Although the borough was storing terabytes of data, only 10% could
be considered mission-critical at any time. However, the other 90%
could not be moved to offline storage as it could be required at
short notice to form the basis of national government reports or to
help solve problems with legacy projects.
The previous San could not automatically distinguish between
primary and secondary data. This meant Hillingdon's IT team had to
either spend time manually moving data or leave secondary data on
expensive, high-speed discs
Bearpark says, "We have no directly attributable saving, as we
introduced the initial SSD as an additional tier to supplement FC
and SATA. What we will do is calculate the potential
environmental/financial benefit of running SSD as a replacement for
some of the FC disc and then look at further deployment in FY
2010/11.
"I am sure that certainly in portable and in some desktop
devices Braidwood will be more attractive than SSD but in the
storage arena it is not in the same league."
Gigabit to the desktop
In early October, the first England football match was streamed
live over the internet instead of traditional television broadcast
following the collapse of pay-TV operator Setanta. Bundling
IP-based quality of service (QoS) functionality within gigabit
switches is becoming increasingly common now that proprietary QoS
implementations from the likes of Microsoft and Cisco have been
superseded by a single converged QoS standard.

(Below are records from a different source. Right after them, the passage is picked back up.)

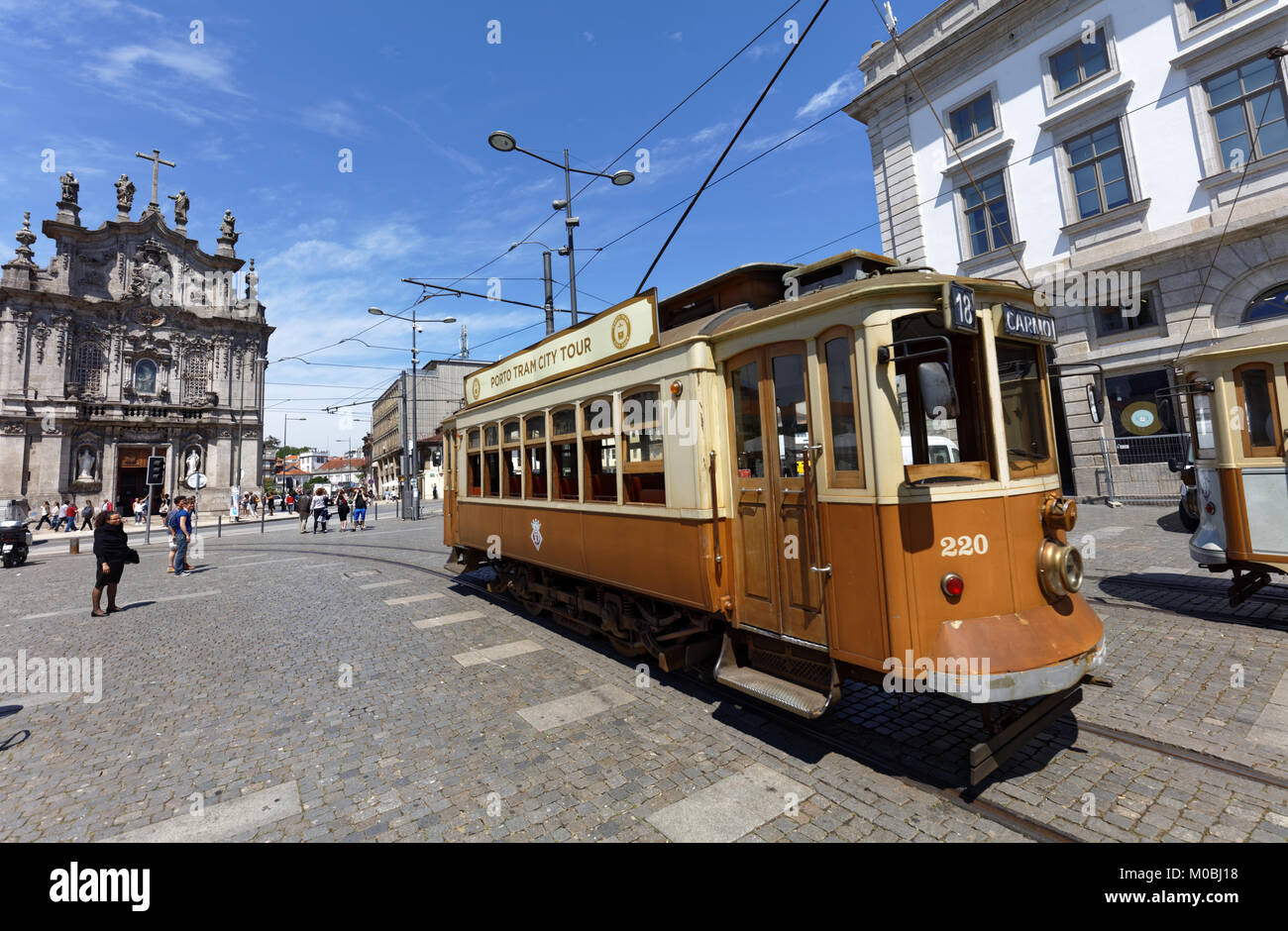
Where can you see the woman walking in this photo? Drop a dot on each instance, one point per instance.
(360, 510)
(111, 553)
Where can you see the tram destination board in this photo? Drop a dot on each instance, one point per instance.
(1028, 325)
(960, 308)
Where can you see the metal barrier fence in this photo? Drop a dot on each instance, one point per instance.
(1136, 470)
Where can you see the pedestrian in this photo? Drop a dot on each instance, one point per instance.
(360, 510)
(111, 553)
(342, 506)
(180, 519)
(318, 509)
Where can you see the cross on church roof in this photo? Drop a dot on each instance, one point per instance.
(158, 161)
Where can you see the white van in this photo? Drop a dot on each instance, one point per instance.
(941, 450)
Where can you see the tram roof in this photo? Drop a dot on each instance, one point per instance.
(1261, 338)
(741, 316)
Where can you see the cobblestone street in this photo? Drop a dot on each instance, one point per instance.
(343, 687)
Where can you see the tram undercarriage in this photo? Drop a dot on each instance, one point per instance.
(793, 677)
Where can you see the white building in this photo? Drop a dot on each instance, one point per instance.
(1073, 140)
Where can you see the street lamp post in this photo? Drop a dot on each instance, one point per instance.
(286, 421)
(503, 142)
(411, 483)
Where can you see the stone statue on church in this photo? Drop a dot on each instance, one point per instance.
(180, 209)
(124, 194)
(85, 460)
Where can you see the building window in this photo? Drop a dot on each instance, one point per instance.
(1112, 321)
(1080, 62)
(1273, 303)
(988, 219)
(973, 119)
(145, 376)
(194, 376)
(1099, 167)
(643, 476)
(1136, 410)
(563, 450)
(89, 367)
(535, 447)
(1206, 9)
(1247, 108)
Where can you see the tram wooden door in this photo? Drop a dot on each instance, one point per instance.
(776, 526)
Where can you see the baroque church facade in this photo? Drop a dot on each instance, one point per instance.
(130, 340)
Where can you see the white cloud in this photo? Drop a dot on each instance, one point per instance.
(842, 89)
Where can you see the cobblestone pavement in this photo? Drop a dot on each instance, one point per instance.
(336, 687)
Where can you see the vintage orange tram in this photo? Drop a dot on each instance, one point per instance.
(791, 476)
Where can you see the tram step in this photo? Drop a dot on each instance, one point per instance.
(778, 691)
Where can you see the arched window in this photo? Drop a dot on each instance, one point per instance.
(145, 376)
(89, 365)
(1273, 303)
(194, 374)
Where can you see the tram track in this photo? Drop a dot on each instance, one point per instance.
(879, 752)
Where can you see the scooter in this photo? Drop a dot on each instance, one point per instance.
(14, 533)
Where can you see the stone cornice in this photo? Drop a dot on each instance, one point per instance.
(114, 231)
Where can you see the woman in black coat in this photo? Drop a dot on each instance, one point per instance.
(111, 553)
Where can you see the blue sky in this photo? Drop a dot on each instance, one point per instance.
(257, 115)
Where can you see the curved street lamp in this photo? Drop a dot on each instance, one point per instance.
(503, 142)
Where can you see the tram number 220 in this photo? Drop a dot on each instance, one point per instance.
(964, 545)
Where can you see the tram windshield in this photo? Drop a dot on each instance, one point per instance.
(1024, 423)
(938, 447)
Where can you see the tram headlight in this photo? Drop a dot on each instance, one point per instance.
(1059, 569)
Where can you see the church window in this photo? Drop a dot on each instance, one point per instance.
(89, 367)
(194, 376)
(145, 376)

"The QoS standard is now ratified by the Internet Engineering
Task Force," said Nigel Moulton, vice-president of business
solutions at D-Link Europe. "QoS is now a function that you can
turn on in the network to effectively prioritise certain traffic
types over others. QoS will typically be implemented in an
application-specific integrated circuit and configured in software
by the user.
"For example, QoS is a requirement with voice traffic if you
want low latency in order to eliminate jitter. If you want
multi-way audio conferencing, QoS may be a requirement to guarantee
voice quality, as well as video multicasting, where there is a
requirement to split the audio stream from the video stream, and
make sure that it all arrives at the destination at the right
time.
"You have to be able to reassemble the audio codec, so QoS in
the network gets over this problem by and large. Multicasting
requires replication of a video stream, and that can be the
responsibility of the network provider or the integrator who has
designed the network for the customer."